🤖 AI Summary
This work proposes the first one-shot talking head synthesis framework based on 3D Gaussian splatting, eliminating the need for identity-specific training while achieving high-quality generation. Existing methods often rely on personalized models and struggle to generalize to unseen identities. To address this, the proposed approach incorporates a structured facial prior to enable full-head reconstruction and introduces a dual-branch motion field that separately models coarse- and fine-grained facial dynamics.
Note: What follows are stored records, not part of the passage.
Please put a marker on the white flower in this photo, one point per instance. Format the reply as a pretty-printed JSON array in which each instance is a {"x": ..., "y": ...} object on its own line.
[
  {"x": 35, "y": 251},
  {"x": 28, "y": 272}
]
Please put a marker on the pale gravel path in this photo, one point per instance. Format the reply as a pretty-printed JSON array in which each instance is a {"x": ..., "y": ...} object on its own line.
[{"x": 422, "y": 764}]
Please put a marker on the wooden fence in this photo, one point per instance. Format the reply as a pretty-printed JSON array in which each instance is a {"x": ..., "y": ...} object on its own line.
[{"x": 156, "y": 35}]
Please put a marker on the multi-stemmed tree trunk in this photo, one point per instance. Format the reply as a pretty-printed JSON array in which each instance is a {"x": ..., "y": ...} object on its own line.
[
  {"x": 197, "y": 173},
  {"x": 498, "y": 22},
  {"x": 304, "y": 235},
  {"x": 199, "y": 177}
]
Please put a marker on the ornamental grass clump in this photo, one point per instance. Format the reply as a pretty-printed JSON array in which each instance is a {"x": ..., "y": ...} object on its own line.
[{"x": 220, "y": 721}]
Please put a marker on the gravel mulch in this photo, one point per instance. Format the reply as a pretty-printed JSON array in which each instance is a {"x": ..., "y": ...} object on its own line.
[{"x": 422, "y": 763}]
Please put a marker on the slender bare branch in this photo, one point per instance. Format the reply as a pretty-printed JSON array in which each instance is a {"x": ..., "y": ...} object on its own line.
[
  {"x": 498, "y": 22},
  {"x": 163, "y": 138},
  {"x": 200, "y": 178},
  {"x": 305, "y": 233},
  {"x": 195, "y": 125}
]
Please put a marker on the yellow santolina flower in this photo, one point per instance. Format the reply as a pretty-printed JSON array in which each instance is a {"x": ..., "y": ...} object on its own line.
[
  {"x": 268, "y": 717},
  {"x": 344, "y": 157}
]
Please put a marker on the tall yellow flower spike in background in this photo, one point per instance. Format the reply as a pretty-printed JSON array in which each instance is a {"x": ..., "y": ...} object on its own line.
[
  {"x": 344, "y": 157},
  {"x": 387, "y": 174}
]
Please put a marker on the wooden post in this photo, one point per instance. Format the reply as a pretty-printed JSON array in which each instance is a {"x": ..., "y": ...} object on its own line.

Furthermore, a visibility-aware strategy explicitly separates visible and occluded regions to enhance detail fidelity. Experimental results demonstrate that the method outperforms current state-of-the-art techniques in visual quality, lip-sync accuracy, and inference efficiency, significantly improving cross-identity generalization without requiring per-subject optimization.
📝 Abstract
High-quality, real-time talking head synthesis remains a fundamental challenge in computer vision. Existing reconstruction- and rendering-based methods typically rely on identity-specific models, limiting cross-identity generalization. To address this issue, we propose SDTalk, a one-shot 3D Gaussian Splatting (3DGS)-based framework that generalizes to unseen identities without personalized training or fine-tuning. Our framework comprises two modules with a two-stage training strategy. In the first stage, we incorporate structured facial priors into the reconstruction module and separately predict 3DGS parameters for visible and occluded regions, enabling complete head reconstruction from a single image. In the second stage, we introduce a dual-branch motion field to model coarse and fine facial dynamics, improving detail fidelity and lip synchronization. Experiments demonstrate that SDTalk surpasses existing methods in both visual quality and inference efficiency.